Von Andrea Fülgraf

Wo Roland sein Horn gar schauerlich erschallen ließ und als treuer Paladin Karls des Großen im Kampf gegen die Basken sein literarisch ewiges Ende fand, am Paß von Roncevalles, da begann unsere Reise eigentlich erst. Gewiß, wir waren schon durch halb Deutschland und Frankreich gefahren, um an die Pyrenäen zu gelangen, aber das war Anreise, ohne Stopp und Besichtigungen, auch ohne große Anteilnahme an der Landschaft. All das wollten wir uns für Spanien und insbesondere für Portugal aufheben. Ziel unserer Reise waren Portugal und die Algarve, aber für die Anfahrt hatten wir fast ebensoviel Zeit eingeplant wie für den Aufenthalt an der Küste, wir wollten das Land wirklich „erfahren“.

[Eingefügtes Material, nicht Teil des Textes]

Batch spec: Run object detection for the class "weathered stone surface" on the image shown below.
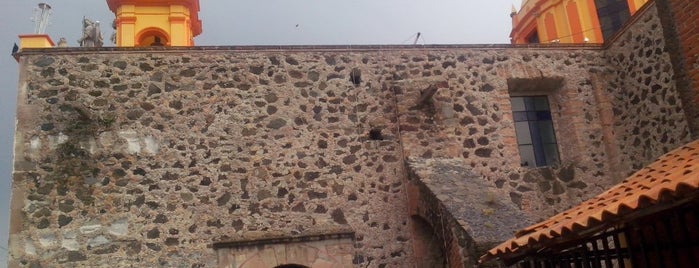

Am Fuß der Pyrenäen schwankten wir noch einmal, sollten wir wirklich auf kurvenreichen Nebenstraßen das Sperrgebirge durchfahren, wo wenige Kilometer weiter Autobahnen eine bequeme Überfahrt sicherten? Es blieb dabei, wir wechselten nach alter Automobilistenart von den grünen französischen Bergflanken hinüber auf die steinige spanische Seite, die nur Anwohner duldet, die zum Kampf um das Überleben auf dem kargen Grund bereit sind. Wer sich auf Roncevalles einläßt, der kommt auch nach Pamplona, für uns ein Grund zum Verweilen, obwohl kein Stierkampf anstand. Die belebte Altstadt und das romanische Viertel mit Kathedrale und Museum, mit den zahlreichen Zeugnissen der alten Grafschaft und heutigen Provinz Navarra, des Zentrums der Basken, forderten ihre Zeit.

Das Baskenland läßt seine Besucher nicht teilnahmslos an der Schlacht, den die Autonomiebewegung ETA gegen Madrid entfesselt hat. Überall Parolen, die das „weg von Spanien“ in allen Variationen wiederholen. Doch das Land macht keinen belagerten Eindruck, man begegnet in Pamplona nicht mehr Polizisten als in Barcelona. In Burgos fällt die Präsenz der Uniformierten schon eher ins Auge auf den eleganten Promenaden am Rio Alarzon, aber es ist auch nicht so, daß man die Kathedrale, einen der schönsten gotischen Kirchenbauten Spaniens, unter Polizeischutz besichtigen müßte.

Die schlechten Straßen hinter Palencia schreckten uns nicht, wir fuhren quer durch das Land gen Westen, nach Benavente. Auf dieser Etappe wird der Eindruck des blühenden, kulturgeschichtlich verwurzelten Spaniens gründlich korrigiert. Inmitten unüberschaubarer Getreidefelder, die weder durch Hügel noch Bäume oder Sträucher aufgelockert sind, liegen entsetzlich graue Lehmhüttendörfer. Nicht der geringste Versuch, die Tristesse durch weißen oder farbigen Anstrich, durch Blumen oder durch schmiedeeiserne Gitter zu mildern. Statt dessen viele verfallene oder vom Verfall bedrohte Behausungen, ein unübersehbares Zeichen für die Auswanderungswünsche der Bewohner dieser Region.

Nach Benavente ändert sich die Landschaft, und mit ihr ändern sich die Dörfer. Die gutausgebaute Straße nach Verin führt in ein immer aufregender, immer schroffer werdendes Gebirge. Wer im Juni hier entlangfährt, wird den Farbenrausch nicht vergessen: Die Berge sind ein blühendes Farbenmeer aus weißem oder gelbem Ginster und einer dunkelvioletten Heide.

In Verin drehen wir erst ab nach Süden, dem von einer fruchtbaren, leicht hügeligen Gartenlandschaft gesäumten Rio Tamega folgend. Es ist kaum eine halbe Stunde Fahrzeit bis zur Grenze, keine Straßenbarriere, keine respekteinflößenden Uniformierten. Ungeordnet am Straßenrand einige Personenautos und Lastwagen. Niemand kommt ans Auto, es heißt aussteigen, in dem einen Häuschen den Paß abstempeln lassen, in dem anderen ein Zollformular unterschreiben, Anlaß für den ersten Versuch, die Begrüßung auf Portugiesisch zu erwidern. Die Beamten freuen sich, strahlen, wünschen gute Reise.